The DVD's subtitles read "mess and baum scissors" instead of "Metzenbaum scissors" which were named after the American surgeon/inventor Myron Firth Metzenbaum.
DVDs had yet to be invented when this movie was made, so incorrect subtitles are not mistakes on the part of the film makers.
DVDs had yet to be invented when this movie was made, so incorrect subtitles are not mistakes on the part of the film makers.
During the chase scene, when the passenger hit man loads his shotgun, you can see that the shells are actually empty hulls with the crimp glued down along the sides. Although the actor tries to conceal it, he accidentally tilts one up, revealing the fake shells. Real shotgun shells would have a proper obvious & visible crimp to hold the shot inside.
When Bullitt goes back to the scene of the shooting, he looks at a crime scene diagram, and two police photos of the witness in the position he landed in when shot, taped on the wall. Since the ambulance would have gotten there before the crime scene technicians, and the witness was still alive and removed quickly in an ambulance, they wouldn't have been able to take what look like crime scene photos of a body.
When Bullitt spins off into the dirt when trying to avoid the motorcyclist, you can tell that Steve McQueen is actually doing donuts.
In the airport scene there is a shot of a lady pushing a stroller towards the camera. The "baby" in the stroller is obviously a small toy doll.
When the cab drops off Frank Bullitt to pick up his mustang at the car wash; as the car door swings open, the reflection of the camera crew is visible in the door glass.
A forward aerial shot of the two cars about to turn right (on a street called "Mansell") shows a crew member on the right side of the screen waving the cars through.
In the scene at Enrico's restaurant, a policeman with a walkie-talkie doing crowd control is visible through doorway.
During the chase scene, Steve McQueen is shown as the only occupant of the Mustang, but in a POV shot from the back seat of the Mustang the hand of another person briefly enters the frame from the right. This happens at 70 minutes into the print aired by Turner Classic Movies.
The address of the hotel where Johnny Ross is killed is twice given as 226 Embarcadero Road. The address is real, but the correct name of the thoroughfare on which it is located is The Embarcadero, not Embarcadero Road.
When the detective in the hotel with Ross calls Bullitt at 1:00am, Bullitt says he will be there in 5 minutes. Yet when he gets there multiple police, ambulances, and detective Delgetti are already there.
A microphone is visible as Mike (Paul Genge) questions the doctor.
When Chalmers tells Bullit on Friday that he needs to keep Ross out of reach of the organization for 40 hours until the senate sub committee hearing on Monday, it should be 64 hours. 40 hours would put the sub committee hearing on Sunday.

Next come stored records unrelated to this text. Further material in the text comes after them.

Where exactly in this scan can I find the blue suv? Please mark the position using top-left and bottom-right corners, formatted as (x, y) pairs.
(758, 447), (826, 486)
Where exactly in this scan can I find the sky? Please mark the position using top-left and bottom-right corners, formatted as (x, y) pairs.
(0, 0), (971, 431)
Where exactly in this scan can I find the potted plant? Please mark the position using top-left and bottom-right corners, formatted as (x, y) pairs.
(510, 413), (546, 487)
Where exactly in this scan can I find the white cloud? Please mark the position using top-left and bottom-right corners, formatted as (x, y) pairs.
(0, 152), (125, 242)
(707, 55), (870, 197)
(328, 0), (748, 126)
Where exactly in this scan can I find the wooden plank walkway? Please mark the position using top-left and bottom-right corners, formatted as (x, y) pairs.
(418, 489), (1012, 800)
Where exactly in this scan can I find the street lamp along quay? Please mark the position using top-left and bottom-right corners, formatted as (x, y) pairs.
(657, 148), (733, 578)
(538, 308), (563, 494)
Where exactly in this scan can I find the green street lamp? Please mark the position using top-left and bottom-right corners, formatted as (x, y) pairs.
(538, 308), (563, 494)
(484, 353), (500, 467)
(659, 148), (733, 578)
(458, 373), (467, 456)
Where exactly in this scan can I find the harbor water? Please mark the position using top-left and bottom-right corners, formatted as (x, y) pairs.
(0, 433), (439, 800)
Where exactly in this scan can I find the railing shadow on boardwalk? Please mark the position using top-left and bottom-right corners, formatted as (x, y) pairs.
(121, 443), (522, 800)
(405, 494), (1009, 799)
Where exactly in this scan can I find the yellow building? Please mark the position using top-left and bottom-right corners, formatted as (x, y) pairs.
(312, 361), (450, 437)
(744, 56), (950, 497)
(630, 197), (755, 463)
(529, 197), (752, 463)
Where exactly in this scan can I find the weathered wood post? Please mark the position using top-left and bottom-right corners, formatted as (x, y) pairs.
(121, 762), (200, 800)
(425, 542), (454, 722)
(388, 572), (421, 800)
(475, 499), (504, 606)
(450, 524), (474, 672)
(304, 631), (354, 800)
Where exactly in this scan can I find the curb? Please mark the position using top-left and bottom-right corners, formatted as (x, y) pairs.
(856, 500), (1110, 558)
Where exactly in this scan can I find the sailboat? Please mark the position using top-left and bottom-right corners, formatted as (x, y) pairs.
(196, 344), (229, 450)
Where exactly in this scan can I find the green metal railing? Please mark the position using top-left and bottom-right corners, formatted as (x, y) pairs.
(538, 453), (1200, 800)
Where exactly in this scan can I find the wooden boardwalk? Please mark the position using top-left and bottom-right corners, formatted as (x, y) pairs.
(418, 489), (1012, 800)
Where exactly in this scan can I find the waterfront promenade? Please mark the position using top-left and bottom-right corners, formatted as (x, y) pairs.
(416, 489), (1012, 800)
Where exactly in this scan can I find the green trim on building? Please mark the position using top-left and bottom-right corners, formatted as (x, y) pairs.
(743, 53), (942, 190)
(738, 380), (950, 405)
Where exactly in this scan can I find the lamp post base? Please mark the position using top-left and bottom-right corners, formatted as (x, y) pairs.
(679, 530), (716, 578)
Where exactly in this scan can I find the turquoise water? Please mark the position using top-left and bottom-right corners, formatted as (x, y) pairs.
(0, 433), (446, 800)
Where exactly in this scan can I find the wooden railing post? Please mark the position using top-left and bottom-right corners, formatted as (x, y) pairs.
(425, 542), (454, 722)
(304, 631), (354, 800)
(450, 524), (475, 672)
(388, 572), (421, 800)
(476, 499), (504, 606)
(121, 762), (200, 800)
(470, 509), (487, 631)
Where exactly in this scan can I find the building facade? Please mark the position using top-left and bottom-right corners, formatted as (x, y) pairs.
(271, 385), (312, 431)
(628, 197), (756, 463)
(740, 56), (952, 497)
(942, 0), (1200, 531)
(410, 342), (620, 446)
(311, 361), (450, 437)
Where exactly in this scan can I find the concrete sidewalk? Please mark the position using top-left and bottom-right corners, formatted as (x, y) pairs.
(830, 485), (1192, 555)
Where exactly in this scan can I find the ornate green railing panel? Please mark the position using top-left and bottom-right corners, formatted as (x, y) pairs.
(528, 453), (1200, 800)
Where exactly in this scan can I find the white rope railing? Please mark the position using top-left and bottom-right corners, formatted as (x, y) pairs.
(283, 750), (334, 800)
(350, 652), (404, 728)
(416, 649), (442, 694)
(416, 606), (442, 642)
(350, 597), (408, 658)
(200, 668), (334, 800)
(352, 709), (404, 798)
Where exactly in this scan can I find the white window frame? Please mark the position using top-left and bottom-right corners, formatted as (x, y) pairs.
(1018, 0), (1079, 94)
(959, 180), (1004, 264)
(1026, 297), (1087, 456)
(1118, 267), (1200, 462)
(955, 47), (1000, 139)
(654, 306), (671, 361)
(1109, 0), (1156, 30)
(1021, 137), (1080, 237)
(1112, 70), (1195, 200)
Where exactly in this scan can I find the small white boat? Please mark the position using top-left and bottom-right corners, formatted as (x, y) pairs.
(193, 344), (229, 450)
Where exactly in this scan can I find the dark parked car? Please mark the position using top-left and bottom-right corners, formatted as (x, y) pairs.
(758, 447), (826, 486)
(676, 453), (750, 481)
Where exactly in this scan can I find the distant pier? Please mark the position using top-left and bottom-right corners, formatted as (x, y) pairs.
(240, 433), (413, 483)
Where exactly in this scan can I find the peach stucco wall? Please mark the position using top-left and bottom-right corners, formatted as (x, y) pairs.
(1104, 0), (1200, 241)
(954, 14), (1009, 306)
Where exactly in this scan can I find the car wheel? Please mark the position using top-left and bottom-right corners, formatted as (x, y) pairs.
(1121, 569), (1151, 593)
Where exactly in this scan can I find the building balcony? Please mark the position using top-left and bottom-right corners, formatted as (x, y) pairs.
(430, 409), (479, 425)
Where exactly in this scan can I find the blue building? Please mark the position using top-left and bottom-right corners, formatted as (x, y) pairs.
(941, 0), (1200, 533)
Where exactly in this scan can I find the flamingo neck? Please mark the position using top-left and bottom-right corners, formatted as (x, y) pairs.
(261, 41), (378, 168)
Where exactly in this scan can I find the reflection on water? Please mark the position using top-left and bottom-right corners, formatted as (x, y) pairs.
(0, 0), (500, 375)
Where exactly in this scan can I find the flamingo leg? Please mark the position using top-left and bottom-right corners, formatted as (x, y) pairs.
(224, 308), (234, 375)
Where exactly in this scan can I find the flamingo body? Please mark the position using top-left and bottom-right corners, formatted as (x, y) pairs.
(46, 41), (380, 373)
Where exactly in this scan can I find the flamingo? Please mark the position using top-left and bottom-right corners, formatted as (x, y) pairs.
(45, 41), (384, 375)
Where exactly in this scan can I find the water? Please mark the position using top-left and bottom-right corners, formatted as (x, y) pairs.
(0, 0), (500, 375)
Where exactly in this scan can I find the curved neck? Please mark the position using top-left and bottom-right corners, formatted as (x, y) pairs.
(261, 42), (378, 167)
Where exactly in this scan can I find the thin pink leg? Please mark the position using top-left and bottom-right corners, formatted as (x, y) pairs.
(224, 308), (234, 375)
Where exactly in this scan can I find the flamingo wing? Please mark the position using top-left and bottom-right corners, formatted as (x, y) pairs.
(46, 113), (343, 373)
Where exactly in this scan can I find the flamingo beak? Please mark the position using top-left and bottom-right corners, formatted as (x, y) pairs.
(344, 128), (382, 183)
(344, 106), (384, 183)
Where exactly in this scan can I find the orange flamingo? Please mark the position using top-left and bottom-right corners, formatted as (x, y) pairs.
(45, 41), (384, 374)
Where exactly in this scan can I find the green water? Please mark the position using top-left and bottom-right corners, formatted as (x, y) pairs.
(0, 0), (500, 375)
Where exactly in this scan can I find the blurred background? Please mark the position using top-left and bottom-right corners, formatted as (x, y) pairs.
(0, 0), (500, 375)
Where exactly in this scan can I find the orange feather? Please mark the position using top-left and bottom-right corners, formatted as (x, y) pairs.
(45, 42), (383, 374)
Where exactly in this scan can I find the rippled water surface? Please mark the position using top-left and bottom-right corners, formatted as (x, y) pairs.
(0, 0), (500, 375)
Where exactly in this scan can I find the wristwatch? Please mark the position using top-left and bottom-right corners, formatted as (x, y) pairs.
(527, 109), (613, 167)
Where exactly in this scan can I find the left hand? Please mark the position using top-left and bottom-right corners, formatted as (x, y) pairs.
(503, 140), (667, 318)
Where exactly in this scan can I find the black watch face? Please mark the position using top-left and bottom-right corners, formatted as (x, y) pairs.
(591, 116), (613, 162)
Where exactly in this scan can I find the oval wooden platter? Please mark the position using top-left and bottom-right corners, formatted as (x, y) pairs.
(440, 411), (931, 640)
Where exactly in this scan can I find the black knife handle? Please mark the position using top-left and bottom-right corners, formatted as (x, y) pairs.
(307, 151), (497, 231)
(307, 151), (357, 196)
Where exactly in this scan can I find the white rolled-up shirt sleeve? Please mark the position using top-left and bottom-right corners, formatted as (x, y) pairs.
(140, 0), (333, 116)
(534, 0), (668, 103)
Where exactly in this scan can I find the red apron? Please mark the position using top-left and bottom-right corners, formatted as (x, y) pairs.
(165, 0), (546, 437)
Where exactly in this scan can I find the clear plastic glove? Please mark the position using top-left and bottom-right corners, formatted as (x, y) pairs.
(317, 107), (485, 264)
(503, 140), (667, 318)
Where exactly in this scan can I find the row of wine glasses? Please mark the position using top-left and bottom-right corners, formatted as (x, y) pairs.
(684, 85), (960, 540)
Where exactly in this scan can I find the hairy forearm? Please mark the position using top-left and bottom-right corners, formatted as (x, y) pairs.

In their rush to identify and capture a suspected felon - or worse, murderer - on the run, Bullitt and Delgetti go through Rennick and his murdered wife's luggage, handling every single item without wearing gloves. When they are done Bullitt asks the evidence guy for "fingerprints on this stuff." Clearly the pair should have been wearing rubber or linen gloves, and taken care not to smudge any latent fingerprints on the contents. It is obvious though from how they smash their way into the trunk and suitcase that their bigger priority right then is speed, a questionable display of judgment as "Rennick's" subsequent identity confirmation relies on prints successfully lifted from the contents, putting the detectives onto the trail of the real Johnny Ross.
Bullit thumps a newspaper stand to make it open and takes a paper, as he doesn't have the correct coin. However he then goes into a nearby shop, holding the paper, to buy some groceries. Surely he could have asked for an appropriate coin in his change which he could have then used to buy the newspaper.